Warner Home Video (under the Warner Archive Collection label) gives us The Hudsucker Proxy in a 1080p, 1.85:1 transfer. The image isn't flawless, with some of the brighter fonts a bit on the fuzzy side and mild grain observed from time to time. But overall, it's a more than pleasant presentation that holds up no matter where the film's environments take us. The mailroom hell in which Norville starts out is an appropriately grotesque sea of steam and aprons, while the Hudsucker boardroom has a great granite sheen, not too polished for its own good. Our opening scene, with snow falling upon a metropolis of model skyscrapers, is especially gorgeous, a great indicator of the beauty captured in detail yet to come when you pop in this disc.

The Hudsucker Proxy


The disc's DTS-HD Master Audio track more than does Hudsucker justice. Again, I point to the opening credits, where Carter Burwell's main theme sweeps you off your feet and readies you for an epic rollercoaster.
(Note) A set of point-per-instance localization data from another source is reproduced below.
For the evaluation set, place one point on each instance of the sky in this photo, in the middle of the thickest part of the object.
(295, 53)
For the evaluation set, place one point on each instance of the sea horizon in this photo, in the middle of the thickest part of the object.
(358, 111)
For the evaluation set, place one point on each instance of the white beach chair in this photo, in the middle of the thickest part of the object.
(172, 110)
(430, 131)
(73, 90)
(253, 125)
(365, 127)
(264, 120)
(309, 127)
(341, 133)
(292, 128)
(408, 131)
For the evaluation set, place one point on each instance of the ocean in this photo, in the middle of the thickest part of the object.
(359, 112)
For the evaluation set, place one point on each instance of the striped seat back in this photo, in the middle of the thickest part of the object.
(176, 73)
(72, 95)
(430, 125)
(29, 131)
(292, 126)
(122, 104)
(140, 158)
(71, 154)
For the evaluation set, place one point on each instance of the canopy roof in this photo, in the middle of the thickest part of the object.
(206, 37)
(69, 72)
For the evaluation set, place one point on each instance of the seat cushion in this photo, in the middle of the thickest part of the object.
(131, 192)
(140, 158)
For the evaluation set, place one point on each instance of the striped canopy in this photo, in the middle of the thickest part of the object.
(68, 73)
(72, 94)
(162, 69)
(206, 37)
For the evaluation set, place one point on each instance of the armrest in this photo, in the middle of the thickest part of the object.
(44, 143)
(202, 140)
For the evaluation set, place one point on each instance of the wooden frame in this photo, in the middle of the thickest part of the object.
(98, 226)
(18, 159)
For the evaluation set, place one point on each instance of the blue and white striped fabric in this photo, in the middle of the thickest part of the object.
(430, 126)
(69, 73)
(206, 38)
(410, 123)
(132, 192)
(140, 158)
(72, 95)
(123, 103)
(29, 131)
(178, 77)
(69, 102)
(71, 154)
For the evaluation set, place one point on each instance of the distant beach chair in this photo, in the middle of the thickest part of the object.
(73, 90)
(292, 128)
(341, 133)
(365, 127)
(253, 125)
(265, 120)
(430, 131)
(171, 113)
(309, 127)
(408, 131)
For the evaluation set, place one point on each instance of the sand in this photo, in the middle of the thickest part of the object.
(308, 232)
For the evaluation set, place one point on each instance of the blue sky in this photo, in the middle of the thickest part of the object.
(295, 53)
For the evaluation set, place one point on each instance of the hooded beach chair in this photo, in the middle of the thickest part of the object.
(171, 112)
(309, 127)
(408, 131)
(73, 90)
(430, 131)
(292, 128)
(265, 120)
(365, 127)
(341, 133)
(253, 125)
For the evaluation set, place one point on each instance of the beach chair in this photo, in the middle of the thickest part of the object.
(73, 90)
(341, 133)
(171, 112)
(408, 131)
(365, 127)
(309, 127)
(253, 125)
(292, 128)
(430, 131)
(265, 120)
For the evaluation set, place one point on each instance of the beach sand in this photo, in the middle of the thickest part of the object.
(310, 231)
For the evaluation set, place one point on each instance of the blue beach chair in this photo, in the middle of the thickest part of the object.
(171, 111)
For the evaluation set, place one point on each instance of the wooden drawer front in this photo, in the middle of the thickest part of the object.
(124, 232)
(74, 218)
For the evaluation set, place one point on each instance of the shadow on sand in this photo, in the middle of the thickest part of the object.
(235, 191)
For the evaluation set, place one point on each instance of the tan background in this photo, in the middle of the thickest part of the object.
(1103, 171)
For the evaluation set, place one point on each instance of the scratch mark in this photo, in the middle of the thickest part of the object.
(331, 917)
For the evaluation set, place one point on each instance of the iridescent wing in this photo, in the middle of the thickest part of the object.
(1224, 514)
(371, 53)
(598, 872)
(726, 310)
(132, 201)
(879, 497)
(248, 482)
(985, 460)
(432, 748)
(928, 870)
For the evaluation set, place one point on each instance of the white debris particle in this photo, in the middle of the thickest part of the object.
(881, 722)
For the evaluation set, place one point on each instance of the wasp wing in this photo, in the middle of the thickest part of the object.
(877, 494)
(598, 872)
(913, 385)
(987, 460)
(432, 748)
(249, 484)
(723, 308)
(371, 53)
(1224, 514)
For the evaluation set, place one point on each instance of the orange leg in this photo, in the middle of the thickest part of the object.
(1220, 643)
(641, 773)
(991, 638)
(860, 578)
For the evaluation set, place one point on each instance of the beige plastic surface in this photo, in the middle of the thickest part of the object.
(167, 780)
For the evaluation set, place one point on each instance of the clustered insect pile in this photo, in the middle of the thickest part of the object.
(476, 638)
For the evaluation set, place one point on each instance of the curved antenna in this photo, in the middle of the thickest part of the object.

The score sounds just fantastic, from that opening anthem to the "Sabre Dance" adaptation that springs up in a sequence where the nation's youth go nuts over Norville's new invention. But Hudsucker is just as busy when it comes to background noise, all of which come through in great clarity. The mailroom teems with clanging machinery, Archer's newspaper office is filled with typewriter keys at work, and gears galore grind behind the Hud building's signature clock, where narrator Bill Cobbs keeps an omnipresent watch over the characters.


None, save for the theatrical trailer. This being one of the Warner Archive Collection's inaugural Blu-ray releases, Hudsucker follows in the tradition of us being lucky to get any goodies at all. In short, if you're buying this, it's for the film itself -- which, between the picture and presentation, is worth it, should the $20 price tag ever creep down just a tad.

The Hudsucker Proxy


The Hudsucker Proxy is one daffy and affectionate film that I had a blast getting to know all over again. By no means perfect, it's still indicative of the Coens' knack for relating a well-worn story in a way that makes it stand alone when stacked up against its contemporaries. Warner gave The Hudsucker Proxy's audio and visuals a fine once-over, with the film's vision and sense of humor sealing the deal on another look being totally worth it.